|
|
Archives of the TeradataForum
Message Posted: Fri, 28 Aug 2009 @ 19:22:50 GMT
Subj: | | Re: Easy way to get the latest updated row in a query |
|
From: | | Victor Sokovin |
| If MAX(timeStampKey1) and MAX(sequenceNbrKey1) can be on different rows, one of the QUALIFY clauses could fail when the other passed, so
we're still out of luck unless we're allowed to return more than one row. I think they'd have to fish or cut bait on requirements and pick one
of | |
| 1) get the most recent row and more than one if timestamps are the same; | |
| 2) get one row based on the most recent rows plus a tie-breaker (sequence, some amount, or arbitrary); or | |
| 3) get the highest sequence (and assume - or hope - that it's also the most recent row). | |
Dave, my suggestion to use two QUALIFYs was only meant to better match the original query. Where the two MAX conditions in it would fail to
return any rows, the same mismatch would occur for the two QUALIFYs. Whether that query by itself was describing the best possible strategy for
the table I don't know, of course.
| Whichever, an OLAP query is very likely the way to do it. And if multiple rows are allowed, didn't we determine a while ago that for
the most part, using | |
| value = MAX(value) over (partition by X) | |
| RANK() over (partition by X order by value) = 1 | |
| Since it doesn't have to sort? | |
I agree that MAX should be more economical, although I seem to recall that conditions like RANK() = 1 are meant to tell the optimizer to
simplify the sorting process but it is difficult to check whether this is indeed happening.

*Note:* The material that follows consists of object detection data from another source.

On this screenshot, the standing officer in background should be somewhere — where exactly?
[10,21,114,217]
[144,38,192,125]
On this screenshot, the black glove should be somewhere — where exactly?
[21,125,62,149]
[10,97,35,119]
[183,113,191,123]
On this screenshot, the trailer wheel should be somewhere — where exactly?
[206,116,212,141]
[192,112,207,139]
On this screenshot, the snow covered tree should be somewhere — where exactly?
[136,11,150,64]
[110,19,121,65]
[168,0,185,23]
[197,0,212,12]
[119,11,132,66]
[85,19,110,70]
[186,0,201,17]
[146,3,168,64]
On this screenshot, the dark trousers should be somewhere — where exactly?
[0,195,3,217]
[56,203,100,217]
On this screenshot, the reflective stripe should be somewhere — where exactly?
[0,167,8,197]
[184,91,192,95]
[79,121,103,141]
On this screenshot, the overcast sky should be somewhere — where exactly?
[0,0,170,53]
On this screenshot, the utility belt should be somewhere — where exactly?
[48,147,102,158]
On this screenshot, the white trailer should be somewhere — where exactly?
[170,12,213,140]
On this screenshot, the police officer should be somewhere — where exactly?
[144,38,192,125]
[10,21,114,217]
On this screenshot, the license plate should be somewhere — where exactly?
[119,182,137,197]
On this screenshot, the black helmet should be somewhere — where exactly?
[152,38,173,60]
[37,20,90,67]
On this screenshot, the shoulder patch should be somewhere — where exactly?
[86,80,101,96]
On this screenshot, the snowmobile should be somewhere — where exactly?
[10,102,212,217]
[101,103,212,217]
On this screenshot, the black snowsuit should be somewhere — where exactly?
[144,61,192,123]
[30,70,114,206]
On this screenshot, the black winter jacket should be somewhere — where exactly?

| As far whether or not OLAP is the best approach, what if you had an AJI that had the MAX timestamps for each key? Would it be able
to use that to pick out the correct rows faster than the OLAP scan? (Let's punt on the one-row/timestamp+sequence/etc issue for this.) | |
I think this would be a faster approach but instead of JI we could even build proper tables where all these ranking issues are addressed once
and for all, i.e., the latest timestamps and seq. numbers are sorted out, exceptions are properly analyzed and reported etc. It all depends on who
and how often needs to run such queries. If it is the end users who need them frequently then it would be unfair to make them sort out the same
problems again and again. Build the "corrected" tables in the presentation layer and just let them decide whether to use the original tables or
the corrected ones. Using the corrected tables would probably mean more consistent results, though. As we see even in this short discussion, we
were able to come up with three-four slightly different methods which may potentially return different results.
Victor
| |